A maioria das mulheres se recusou a se encontrar com a presidente. "Quando ela chegou, choramos, gritamos, não queríamos falar com ela", relembra Abrehet, que disse à AFP que soldados etíopes e eritreus a estupraram por oito dias em um acampamento militar depois de fazê-la descer de um ônibus perto do cidade de Wukro, no Tigré.

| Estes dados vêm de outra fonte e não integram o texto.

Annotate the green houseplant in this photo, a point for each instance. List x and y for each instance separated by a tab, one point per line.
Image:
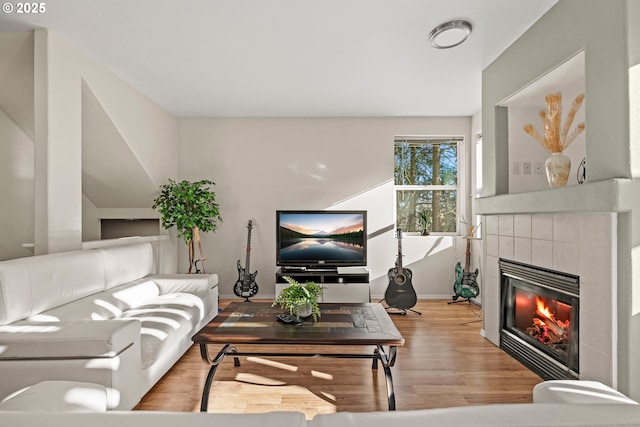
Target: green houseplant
297	297
424	218
191	207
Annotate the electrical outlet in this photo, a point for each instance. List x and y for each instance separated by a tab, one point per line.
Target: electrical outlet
517	168
538	169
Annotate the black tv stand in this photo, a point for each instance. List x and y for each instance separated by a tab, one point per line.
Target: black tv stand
338	284
323	275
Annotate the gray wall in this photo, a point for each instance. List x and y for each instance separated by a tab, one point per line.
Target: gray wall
262	165
607	33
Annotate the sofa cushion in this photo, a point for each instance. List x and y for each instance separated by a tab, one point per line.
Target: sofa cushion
498	415
151	419
32	285
123	264
79	339
64	396
103	305
166	320
578	391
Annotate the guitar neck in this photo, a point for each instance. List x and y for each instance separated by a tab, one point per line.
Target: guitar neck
248	249
467	259
399	261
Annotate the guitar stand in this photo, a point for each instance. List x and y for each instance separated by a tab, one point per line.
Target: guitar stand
403	311
457	301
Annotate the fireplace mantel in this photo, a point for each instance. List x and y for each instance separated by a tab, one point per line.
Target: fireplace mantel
614	195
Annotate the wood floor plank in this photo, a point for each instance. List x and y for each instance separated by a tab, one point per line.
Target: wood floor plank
445	362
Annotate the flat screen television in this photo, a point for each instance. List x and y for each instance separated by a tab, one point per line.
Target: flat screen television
321	239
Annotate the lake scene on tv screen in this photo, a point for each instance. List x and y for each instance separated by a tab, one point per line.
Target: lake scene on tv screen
323	236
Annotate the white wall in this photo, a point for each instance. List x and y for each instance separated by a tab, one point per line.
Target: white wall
262	165
41	179
16	144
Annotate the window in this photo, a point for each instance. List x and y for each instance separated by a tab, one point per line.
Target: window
426	183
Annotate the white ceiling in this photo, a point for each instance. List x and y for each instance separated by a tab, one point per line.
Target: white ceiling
225	58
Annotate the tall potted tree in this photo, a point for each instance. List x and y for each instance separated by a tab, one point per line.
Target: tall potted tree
191	207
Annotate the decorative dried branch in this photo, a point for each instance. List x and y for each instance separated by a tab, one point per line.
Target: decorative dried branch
556	138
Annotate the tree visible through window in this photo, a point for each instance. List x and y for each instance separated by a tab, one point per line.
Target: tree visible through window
426	183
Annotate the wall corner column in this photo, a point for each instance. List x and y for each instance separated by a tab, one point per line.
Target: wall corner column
58	147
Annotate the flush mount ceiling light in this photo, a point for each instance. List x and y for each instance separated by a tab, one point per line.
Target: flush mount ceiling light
450	34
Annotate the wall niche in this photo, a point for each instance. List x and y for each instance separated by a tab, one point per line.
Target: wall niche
526	155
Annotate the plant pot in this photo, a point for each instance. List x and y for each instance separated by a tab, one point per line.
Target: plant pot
304	311
558	166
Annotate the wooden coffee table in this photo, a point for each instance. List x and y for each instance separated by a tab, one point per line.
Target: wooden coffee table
341	324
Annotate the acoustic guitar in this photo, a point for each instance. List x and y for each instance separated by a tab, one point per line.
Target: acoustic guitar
400	293
246	285
466	285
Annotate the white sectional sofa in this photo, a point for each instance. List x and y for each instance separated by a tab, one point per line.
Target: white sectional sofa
522	415
98	316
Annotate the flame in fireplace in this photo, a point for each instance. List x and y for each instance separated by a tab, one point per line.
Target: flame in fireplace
542	309
547	328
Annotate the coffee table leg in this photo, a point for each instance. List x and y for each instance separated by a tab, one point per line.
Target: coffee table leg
387	362
215	362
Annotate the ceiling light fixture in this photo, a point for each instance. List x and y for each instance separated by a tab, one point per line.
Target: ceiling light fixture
450	34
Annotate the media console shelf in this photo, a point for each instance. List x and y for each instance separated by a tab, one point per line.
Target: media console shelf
350	284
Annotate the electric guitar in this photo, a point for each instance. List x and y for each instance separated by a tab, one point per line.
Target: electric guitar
246	286
466	285
400	293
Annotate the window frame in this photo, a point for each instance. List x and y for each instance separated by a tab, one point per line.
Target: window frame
459	141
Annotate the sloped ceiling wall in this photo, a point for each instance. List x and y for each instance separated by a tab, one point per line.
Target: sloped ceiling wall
112	176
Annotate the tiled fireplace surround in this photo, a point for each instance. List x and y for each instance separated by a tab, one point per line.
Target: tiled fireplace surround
577	243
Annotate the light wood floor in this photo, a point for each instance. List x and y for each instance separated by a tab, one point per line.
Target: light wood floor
445	362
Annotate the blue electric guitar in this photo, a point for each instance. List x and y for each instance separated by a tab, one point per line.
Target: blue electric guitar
466	285
246	286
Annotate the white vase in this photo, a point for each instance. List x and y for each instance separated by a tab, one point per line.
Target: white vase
558	166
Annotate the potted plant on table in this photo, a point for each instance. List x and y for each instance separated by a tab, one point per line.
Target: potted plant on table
300	300
191	207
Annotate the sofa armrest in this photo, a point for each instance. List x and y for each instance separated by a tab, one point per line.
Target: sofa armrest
68	340
192	283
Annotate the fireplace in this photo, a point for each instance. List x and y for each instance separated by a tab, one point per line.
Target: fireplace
539	319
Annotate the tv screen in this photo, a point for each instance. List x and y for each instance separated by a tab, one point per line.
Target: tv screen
321	238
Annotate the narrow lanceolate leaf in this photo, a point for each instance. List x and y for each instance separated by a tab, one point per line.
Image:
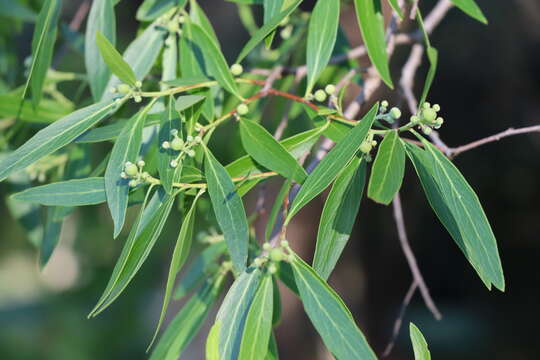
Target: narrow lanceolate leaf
141	240
266	29
214	59
371	23
268	152
458	208
258	326
170	119
101	19
201	268
420	348
388	169
212	342
126	148
53	137
330	316
79	192
114	60
229	210
470	8
42	48
233	311
322	33
180	254
141	55
338	216
187	323
331	165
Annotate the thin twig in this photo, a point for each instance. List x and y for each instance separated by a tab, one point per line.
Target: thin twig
411	259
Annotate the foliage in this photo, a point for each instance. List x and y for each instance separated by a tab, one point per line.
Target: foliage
172	130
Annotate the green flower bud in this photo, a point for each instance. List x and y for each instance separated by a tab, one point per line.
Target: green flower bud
395	113
366	147
123	88
330	89
131	169
237	69
429	115
276	255
320	95
177	144
242	109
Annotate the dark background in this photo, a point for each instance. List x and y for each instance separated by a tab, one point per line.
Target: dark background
488	80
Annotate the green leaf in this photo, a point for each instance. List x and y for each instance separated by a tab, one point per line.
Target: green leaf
187	323
141	240
126	148
186	101
79	192
258	326
114	60
53	137
233	311
371	23
141	55
330	166
338	216
420	348
42	48
180	254
330	316
470	8
266	29
200	269
268	152
395	5
274	213
388	169
212	342
460	211
214	59
102	20
229	210
322	33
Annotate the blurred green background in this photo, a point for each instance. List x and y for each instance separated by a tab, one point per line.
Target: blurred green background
488	80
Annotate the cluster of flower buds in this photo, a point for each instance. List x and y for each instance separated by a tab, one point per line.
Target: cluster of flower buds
125	89
388	116
185	147
272	256
135	173
427	118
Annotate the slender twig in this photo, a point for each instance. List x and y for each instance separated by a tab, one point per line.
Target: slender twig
411	259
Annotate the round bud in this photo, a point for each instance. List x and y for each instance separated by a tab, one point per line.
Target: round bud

Para Saba Gebremedhin, esta violência corre o risco de minar ainda mais a frágil unidade nacional da Etiópia. “Esta guerra criou um abismo entre os habitantes do Tigré e o resto do país. As pessoas dizem que já não se sentem etíopes”, explica.
“As violações são consideradas uma forma de desonrar os habitantes do Tigré (...) ou de mostrar que não têm dignidade, que são inferiores”.
- Vingança -
Os relatos de estupro mais brutais apontam para soldados da Eritreia.
A Etiópia e a Eritreia entraram em confronto durante duas décadas em um conflito de fronteira, quando o TPLF (sigla em inglês) estava no poder na Etiópia.
Várias vítimas de estupro com quem a AFP falou afirmam ter percebido a vingança durante o ataque.
Eyerusalem, 40 anos, afirma que os soldados que a estupraram em grupo após sequestrá-la na cidade de Adigrat disseram a ela que haviam recebido ordens de "ir atrás das mulheres". Segundo ela, acrescentaram: “Chegou a hora. É hora de os habitantes do Tigré chorarem”.
Na cidade de Wukro, as histórias sobre o Exército da Eritreia são sórdidas. Uma mulher disse que quatro soldados a estupraram em dezembro, enquanto um quinto obrigou seu marido a assistir, apontando uma arma para sua cabeça.
Outra explica em prantos que soldados da Eritreia e da Etiópia a sodomizaram em sua sala de estar, na frente de seu bebê de seis meses que chorava.
Hoje em dia, algumas mulheres de Mekele saem às ruas com saias longas e com a cabeça tapada para "não se destacar", explica Saba Gebremedhin.
"Há uma sensação de insegurança. Os autores (dos estupros) queriam isso e conseguiram."